2

I am making a program that must process about 5000 strings as quickly as possible. about 2000 of these strings must be translated via a webrequest to mymemory.translated.net. (see code below, JSON part removed since not needed here)

Try

          url = "http://api.mymemory.translated.net/get?q=" & Firstpart & "!&langpair=de|it&de=somemail@christmas.com"

          request = DirectCast(WebRequest.Create(url), HttpWebRequest)
          response = DirectCast(request.GetResponse(), HttpWebResponse)
          myreader = New StreamReader(response.GetResponseStream())

          Dim rawresp As String
          rawresp = myreader.ReadToEnd()
          Debug.WriteLine("Raw:" & rawresp)


          Catch ex As Exception
              MessageBox.Show(ex.ToString)

          End Try

the code itself is working fine, problem is it is a blocking code and needs about 1 second per string. Thats more then half an hour for all my strings. i would need to convert this code to a non blocking one and make multiple calls on the same time. Could somebody please tell me how i could do that? I was thinking of a background worker but that wouldnt speed things up.. it would just execute the code on a different thread...

thanks!

user2452250
  • 777
  • 2
  • 11
  • 26

3 Answers3

2

If you want to send 10 parallel requests, you must create 10 BackgroundWorkers. Or manually create 10 threads.
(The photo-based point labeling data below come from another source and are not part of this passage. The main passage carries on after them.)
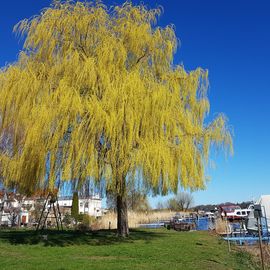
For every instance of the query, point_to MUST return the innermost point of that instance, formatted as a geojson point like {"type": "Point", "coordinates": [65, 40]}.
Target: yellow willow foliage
{"type": "Point", "coordinates": [95, 90]}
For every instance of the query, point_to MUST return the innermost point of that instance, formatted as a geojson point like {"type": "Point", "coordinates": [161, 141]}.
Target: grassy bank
{"type": "Point", "coordinates": [144, 249]}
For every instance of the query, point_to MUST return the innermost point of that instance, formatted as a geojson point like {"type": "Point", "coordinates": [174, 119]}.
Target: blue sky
{"type": "Point", "coordinates": [232, 40]}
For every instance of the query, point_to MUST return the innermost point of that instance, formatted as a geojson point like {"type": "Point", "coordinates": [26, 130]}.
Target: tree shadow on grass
{"type": "Point", "coordinates": [69, 238]}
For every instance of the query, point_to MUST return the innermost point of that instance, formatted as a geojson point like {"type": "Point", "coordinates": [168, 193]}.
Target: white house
{"type": "Point", "coordinates": [90, 205]}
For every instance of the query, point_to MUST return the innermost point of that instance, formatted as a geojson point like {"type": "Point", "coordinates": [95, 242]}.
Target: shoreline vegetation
{"type": "Point", "coordinates": [143, 249]}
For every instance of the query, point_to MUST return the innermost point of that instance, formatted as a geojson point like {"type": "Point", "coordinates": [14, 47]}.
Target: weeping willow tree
{"type": "Point", "coordinates": [95, 90]}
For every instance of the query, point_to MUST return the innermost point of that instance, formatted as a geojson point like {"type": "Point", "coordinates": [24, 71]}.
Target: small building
{"type": "Point", "coordinates": [89, 205]}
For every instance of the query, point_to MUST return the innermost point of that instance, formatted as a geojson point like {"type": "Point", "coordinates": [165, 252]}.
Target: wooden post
{"type": "Point", "coordinates": [227, 229]}
{"type": "Point", "coordinates": [260, 240]}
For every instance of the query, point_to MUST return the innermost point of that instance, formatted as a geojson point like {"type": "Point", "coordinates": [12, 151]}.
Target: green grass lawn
{"type": "Point", "coordinates": [144, 249]}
Then iterate, and whenever a worker/thread is done, give it a new task.

I do not recommend firing 5000 parallel threads/workers, you must be careful: A load like that could be interpreted as spamming or an attack by the server. Don't overdo it, maybe talk to translated.net and ask them about the workload they accept. Also think about what your machine and your internet upstream can handle.

Alexander
  • 2,457
  • 1
  • 14
  • 17
  • You might also want to make some use of [WebRequest.BeginGetResponse()](http://msdn.microsoft.com/en-us/library/system.net.webrequest.begingetresponse.aspx) to make the request asynchronously. – Adrian Jun 07 '13 at 06:33
2

The problem is you aren't just being held back by the maximum number of concurrent operations. HttpWebRequests are throttled by nature (I believe the default policy allows only 2 at any given time), so you have to override that behaviour too. Please refer to the code below.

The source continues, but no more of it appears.